La guerre des paroles au sujet du contrat manqué d’EADS et les tensions à
propos de la manipulation des marchés européens par Wall Street ne sont que
les plus récents parmi une suite de conflits politiques et économiques
importants entre l’Europe et son plus important partenaire économique, les
Etats-Unis.
Au début du mois de février, les cercles politiques européens se sont
montrés consternés par l’annonce par le Département d’Etat que le président
Obama ne particperait pas à un sommet important de l’Union européenne prévu
à Madrid au mois de mai prochain.
Le 11 février, le parlement européen a voté contre un accord de transfert
de données bancaires vers les Etats-Unis via le réseau Swift et qui aurait
permis aux organismes de sécurité américains d’accéder aux données bancaires
européennes. Les responsables américains ont été choqués de cette décision.
On pourrait étendre le contentieux entre les partenaires transatlantiques
et y inclure la guerre en Afghanistan, la politique de l’environnement et la
réponse des Etats-Unis au tremblement de terre en Haïti.
D’autres conflits s’annoncent dans le domaine de la politique
commerciale. L’Europe se prépare actuellement à signer un certain nombre
d’accords commerciaux avec les pays asiatiques. Le commissaire européen au
commerce résuma récemment la stratégie européenne en déplorant le fait que
l’Europe avait été incapable de transformer son pouvoir économique en
influence politique. Il énonça ainsi les priorités de l’Europe pour l’avenir
proche : « l’Inde, le Canada, l’Ukraine, l’Amérique Latine, la zone
méditerranéenne ont de grandes chances de dominer notre calendrier sur les
deux prochaines années….avec des discussions avec Singapour et le
renouvellement de nos relations commerciales avec la Chine ».
La même course aux marchés et aux matières premières est menée par le
grand patronat américain. Une confrontation de grande envergure entre les
intérêts européens et américains est inévitable.
Pendant plus de cinq décennies suivant la seconde Guerre mondiale, un
partenariat résolu entre les Etats Unis et l’Europe, sur la base d’une
Amérique forte et d’une Europe faible a constitué le soubassement d’une
relative stabilité de l’occident. Ce partenariat se défait rapidement. La
locomotive industrielle américaine de l’après-guerre est depuis longtemps en
déclin et l’Europe, sous la direction de l’Allemagne et de la France, fait
de plus en plus jouer son muscle politique et militaire.
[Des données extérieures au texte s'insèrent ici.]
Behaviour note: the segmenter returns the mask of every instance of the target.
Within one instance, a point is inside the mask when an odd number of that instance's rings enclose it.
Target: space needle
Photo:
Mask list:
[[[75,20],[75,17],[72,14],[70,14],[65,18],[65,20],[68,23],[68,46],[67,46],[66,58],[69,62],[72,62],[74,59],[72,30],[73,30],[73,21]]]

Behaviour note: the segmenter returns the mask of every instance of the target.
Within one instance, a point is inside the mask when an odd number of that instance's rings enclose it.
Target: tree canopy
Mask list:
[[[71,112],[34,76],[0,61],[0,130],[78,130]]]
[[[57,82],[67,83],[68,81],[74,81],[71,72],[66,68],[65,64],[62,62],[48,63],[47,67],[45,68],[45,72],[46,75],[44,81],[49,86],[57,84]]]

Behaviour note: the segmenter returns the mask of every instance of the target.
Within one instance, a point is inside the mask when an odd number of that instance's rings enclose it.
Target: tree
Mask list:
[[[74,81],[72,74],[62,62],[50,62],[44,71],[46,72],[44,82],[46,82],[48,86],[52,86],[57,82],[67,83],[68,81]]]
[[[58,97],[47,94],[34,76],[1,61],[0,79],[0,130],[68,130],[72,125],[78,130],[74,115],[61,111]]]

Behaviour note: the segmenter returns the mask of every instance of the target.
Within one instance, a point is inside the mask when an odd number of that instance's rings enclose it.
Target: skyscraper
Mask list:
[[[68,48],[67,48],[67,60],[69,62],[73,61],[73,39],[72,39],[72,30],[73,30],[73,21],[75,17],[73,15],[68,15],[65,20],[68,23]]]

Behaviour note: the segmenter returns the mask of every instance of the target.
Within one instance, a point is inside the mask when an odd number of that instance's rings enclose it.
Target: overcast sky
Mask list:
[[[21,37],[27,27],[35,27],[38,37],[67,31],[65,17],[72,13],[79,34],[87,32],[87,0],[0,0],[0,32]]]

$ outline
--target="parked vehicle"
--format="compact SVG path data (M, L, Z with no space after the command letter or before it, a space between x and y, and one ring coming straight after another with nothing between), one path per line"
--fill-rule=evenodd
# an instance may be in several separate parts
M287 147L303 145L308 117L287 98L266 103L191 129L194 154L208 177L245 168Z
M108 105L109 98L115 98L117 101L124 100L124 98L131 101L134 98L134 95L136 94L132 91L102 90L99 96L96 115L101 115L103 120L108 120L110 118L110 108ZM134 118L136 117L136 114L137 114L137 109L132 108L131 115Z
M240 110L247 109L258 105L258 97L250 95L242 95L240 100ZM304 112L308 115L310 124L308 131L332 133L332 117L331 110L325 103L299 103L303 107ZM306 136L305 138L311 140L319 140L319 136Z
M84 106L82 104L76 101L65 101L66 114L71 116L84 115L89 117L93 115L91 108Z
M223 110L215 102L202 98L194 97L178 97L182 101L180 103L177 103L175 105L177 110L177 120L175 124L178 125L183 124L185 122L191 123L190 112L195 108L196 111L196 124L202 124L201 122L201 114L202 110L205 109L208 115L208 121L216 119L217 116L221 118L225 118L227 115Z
Le protectionnisme et la guerre commerciale constituent invariablement la
réponse des principales puissances capitalistes à l’approfondissement de la
crise. Ceux qui mènent la claque pour une telle politique ce sont les
syndicats et les bureaucraties sociales-démocrates. Leur promotion du
nationalisme économique est inséparable de leur soutien aux mesures
d’austérité brutales prises contre la classe ouvrière par leurs
gouvernements respectifs.
Les fractures qui ont conduit à deux guerres mondiales au cours du siècle
dernier sont toujours là. Le seul moyen d’empêcher la guerre commerciale de
se changer une fois de plus en conflit armé entre nations est une
mobilisation et une unification indépendantes de la classe ouvrière sur la
base d’une perspective internationaliste.